Housing market: High demand for rental properties will lead recovery, report says
Rental properties and smaller homes are replacing the "McMansions" of decades past, the Wall Street Journal reports.
The report, citing a study released by the Demand Institute division of the U.S. Conference Board, says the U.S. housing market recovery is being led by high rental demand, with more than 50 percent of those planning to move in the next 2 years saying they intend to rent.
Nationally, rental vacancy rates have dropped from 9.7 percent in 2011 to 8.8 percent in the first quarter of 2012. At the same time, rental prices have increased, with the median asking rate now $721, compared to $694 in 2011.
Young adults and new immigrants are driving that rental demand, according to the report. At the same time, there is a rebound in new construction driven by multifamily projects, especially in more urban areas.
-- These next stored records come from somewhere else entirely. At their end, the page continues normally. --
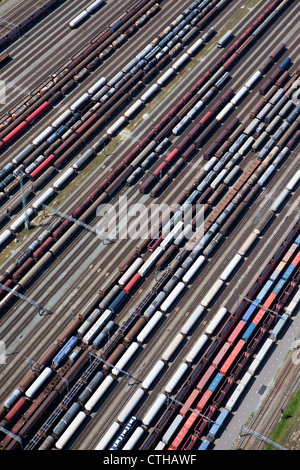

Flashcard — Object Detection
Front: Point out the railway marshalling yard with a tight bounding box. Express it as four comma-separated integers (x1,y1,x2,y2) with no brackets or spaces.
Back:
0,0,300,453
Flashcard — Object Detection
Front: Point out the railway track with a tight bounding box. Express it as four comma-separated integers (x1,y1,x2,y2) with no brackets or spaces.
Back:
3,0,297,448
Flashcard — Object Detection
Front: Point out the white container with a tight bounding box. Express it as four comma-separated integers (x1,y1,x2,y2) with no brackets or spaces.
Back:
161,333,184,361
220,253,242,281
86,0,104,14
95,421,121,450
70,93,90,111
3,388,21,409
225,384,245,411
55,411,87,450
172,52,190,72
240,372,252,387
77,308,101,337
82,309,112,344
156,67,176,86
286,170,300,191
118,257,144,286
53,168,75,189
117,388,145,423
124,100,144,119
106,116,126,136
10,208,33,232
141,83,160,103
160,281,185,312
245,70,261,88
25,367,53,398
186,38,204,55
69,10,89,28
230,86,248,106
238,136,254,155
165,362,189,393
205,307,227,335
138,246,164,277
84,375,114,412
216,102,234,121
136,310,163,343
162,414,184,444
244,118,260,135
181,305,205,335
270,188,290,212
141,360,165,390
32,126,53,146
121,426,145,450
182,255,205,284
201,279,224,307
51,109,72,129
0,229,12,246
185,333,208,364
32,188,55,210
142,393,167,426
111,341,140,376
238,232,258,256
88,77,107,95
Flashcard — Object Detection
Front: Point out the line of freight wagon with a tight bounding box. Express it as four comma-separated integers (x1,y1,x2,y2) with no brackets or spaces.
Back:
137,221,299,450
89,217,300,450
0,0,298,448
0,0,164,151
1,170,298,452
0,2,292,196
0,2,227,202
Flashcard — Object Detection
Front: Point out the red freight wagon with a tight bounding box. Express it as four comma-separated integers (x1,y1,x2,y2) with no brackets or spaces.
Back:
227,320,246,345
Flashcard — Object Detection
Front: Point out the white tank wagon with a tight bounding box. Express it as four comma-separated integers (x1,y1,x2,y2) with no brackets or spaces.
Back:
165,362,190,393
142,393,167,426
205,307,227,335
141,359,166,390
185,333,208,364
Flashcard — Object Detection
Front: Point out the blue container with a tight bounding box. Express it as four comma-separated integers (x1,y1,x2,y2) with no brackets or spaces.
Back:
242,299,259,323
197,439,210,450
208,372,224,392
273,279,286,294
208,408,229,438
242,323,257,342
53,336,78,366
108,290,128,313
279,57,291,70
282,264,296,281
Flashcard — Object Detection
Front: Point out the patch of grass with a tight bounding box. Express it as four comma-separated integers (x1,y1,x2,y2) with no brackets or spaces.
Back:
266,390,300,450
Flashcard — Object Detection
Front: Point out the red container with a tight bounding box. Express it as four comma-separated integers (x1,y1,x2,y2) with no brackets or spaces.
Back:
165,148,180,164
220,354,236,375
196,365,216,392
196,390,213,412
179,389,200,417
26,101,50,124
200,111,213,127
227,320,246,346
5,397,29,423
30,153,56,180
212,342,231,369
152,161,168,178
12,258,35,281
123,145,141,166
2,121,28,145
123,273,142,294
76,113,99,136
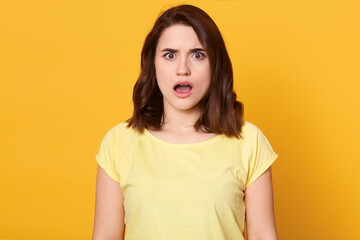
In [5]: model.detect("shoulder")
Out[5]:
[240,121,269,151]
[104,122,139,144]
[241,121,262,142]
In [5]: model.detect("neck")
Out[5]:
[163,104,200,133]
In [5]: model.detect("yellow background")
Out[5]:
[0,0,360,240]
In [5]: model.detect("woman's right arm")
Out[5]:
[92,166,125,240]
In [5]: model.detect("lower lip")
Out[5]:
[173,88,194,98]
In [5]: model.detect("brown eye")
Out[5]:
[164,53,175,59]
[193,52,205,59]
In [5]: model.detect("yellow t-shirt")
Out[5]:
[96,122,278,240]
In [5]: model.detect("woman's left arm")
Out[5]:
[245,167,278,240]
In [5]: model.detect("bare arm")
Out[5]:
[92,166,125,240]
[245,167,278,240]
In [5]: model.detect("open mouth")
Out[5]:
[174,83,192,93]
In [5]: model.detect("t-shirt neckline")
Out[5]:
[144,128,222,147]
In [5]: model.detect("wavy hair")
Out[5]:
[127,5,244,138]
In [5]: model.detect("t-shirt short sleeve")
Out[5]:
[95,129,120,182]
[245,125,278,188]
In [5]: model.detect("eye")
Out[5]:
[163,52,175,59]
[193,52,205,59]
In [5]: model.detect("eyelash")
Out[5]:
[163,52,205,59]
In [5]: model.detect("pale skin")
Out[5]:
[93,25,278,240]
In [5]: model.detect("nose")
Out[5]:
[176,57,191,76]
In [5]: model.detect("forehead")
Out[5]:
[157,24,203,50]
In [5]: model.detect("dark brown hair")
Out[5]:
[127,5,244,138]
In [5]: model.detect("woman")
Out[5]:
[93,5,277,240]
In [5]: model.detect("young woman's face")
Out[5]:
[155,24,211,113]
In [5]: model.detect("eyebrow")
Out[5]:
[160,48,206,53]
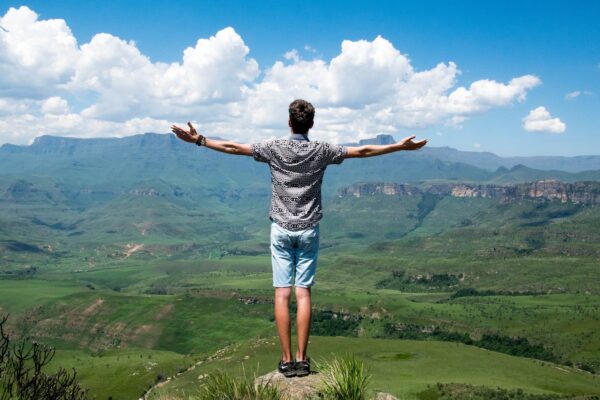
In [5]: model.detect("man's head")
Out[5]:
[289,100,315,134]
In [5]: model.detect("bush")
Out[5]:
[319,354,371,400]
[0,315,87,400]
[198,371,281,400]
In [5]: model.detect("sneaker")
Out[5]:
[296,358,310,376]
[277,360,296,378]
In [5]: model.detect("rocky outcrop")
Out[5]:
[255,371,398,400]
[339,180,600,205]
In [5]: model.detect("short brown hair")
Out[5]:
[289,99,315,134]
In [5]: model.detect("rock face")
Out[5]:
[339,180,600,205]
[256,371,322,400]
[255,371,398,400]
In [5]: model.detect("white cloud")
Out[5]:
[0,6,78,97]
[565,90,592,100]
[283,49,300,62]
[40,96,69,115]
[0,7,541,143]
[523,107,567,133]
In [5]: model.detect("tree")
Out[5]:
[0,315,87,400]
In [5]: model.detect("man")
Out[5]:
[171,100,427,377]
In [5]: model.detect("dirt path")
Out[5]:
[139,345,237,400]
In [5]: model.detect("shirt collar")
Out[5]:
[290,133,309,142]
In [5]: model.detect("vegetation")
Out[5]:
[318,354,371,400]
[0,135,600,400]
[198,371,281,400]
[0,315,87,400]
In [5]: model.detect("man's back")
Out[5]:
[252,134,346,230]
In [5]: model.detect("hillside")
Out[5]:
[0,134,600,399]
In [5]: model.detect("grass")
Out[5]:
[154,336,600,400]
[316,354,371,400]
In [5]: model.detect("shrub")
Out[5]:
[0,315,87,400]
[319,354,371,400]
[198,371,281,400]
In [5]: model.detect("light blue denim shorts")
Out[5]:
[271,222,319,288]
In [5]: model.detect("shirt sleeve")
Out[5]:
[251,142,271,163]
[324,143,348,164]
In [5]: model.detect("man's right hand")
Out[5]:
[171,122,199,143]
[399,135,427,150]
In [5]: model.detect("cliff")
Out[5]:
[338,180,600,205]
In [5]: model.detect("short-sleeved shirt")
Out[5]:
[252,134,347,231]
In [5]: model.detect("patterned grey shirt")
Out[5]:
[252,134,347,231]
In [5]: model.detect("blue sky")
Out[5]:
[0,1,600,155]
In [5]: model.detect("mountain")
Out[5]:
[0,133,600,196]
[347,134,600,172]
[338,180,600,205]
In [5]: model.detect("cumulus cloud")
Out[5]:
[565,90,592,100]
[0,7,541,143]
[523,107,567,133]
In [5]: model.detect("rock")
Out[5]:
[254,371,398,400]
[375,392,398,400]
[255,371,322,400]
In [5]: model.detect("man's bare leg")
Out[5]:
[275,287,292,362]
[296,287,311,361]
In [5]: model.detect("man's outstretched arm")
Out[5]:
[345,135,427,158]
[171,122,252,156]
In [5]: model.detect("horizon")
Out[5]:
[0,132,600,159]
[0,1,600,157]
The Ann Arbor rental market is particularly strong thanks in large part to University of Michigan students. With developers eyeing the potential for construction near downtown Ann Arbor, several high-rise student and young professional projects are under construction or proposed for the area.
A local builder also recently announced plans to construct a 5-unit townhouse-style building on Catherine Street near the University of Michigan medical campus.
But the report says homeownership is still a long-term goal for most people, citing a Pew Research survey that showed 80 percent of respondents still think buying a home is the best investment they can make.
When people do purchase or build a home, the average size will shrink to 2,150 square feet by 2015, compared to a “housing-boom high” of 2,500 square feet.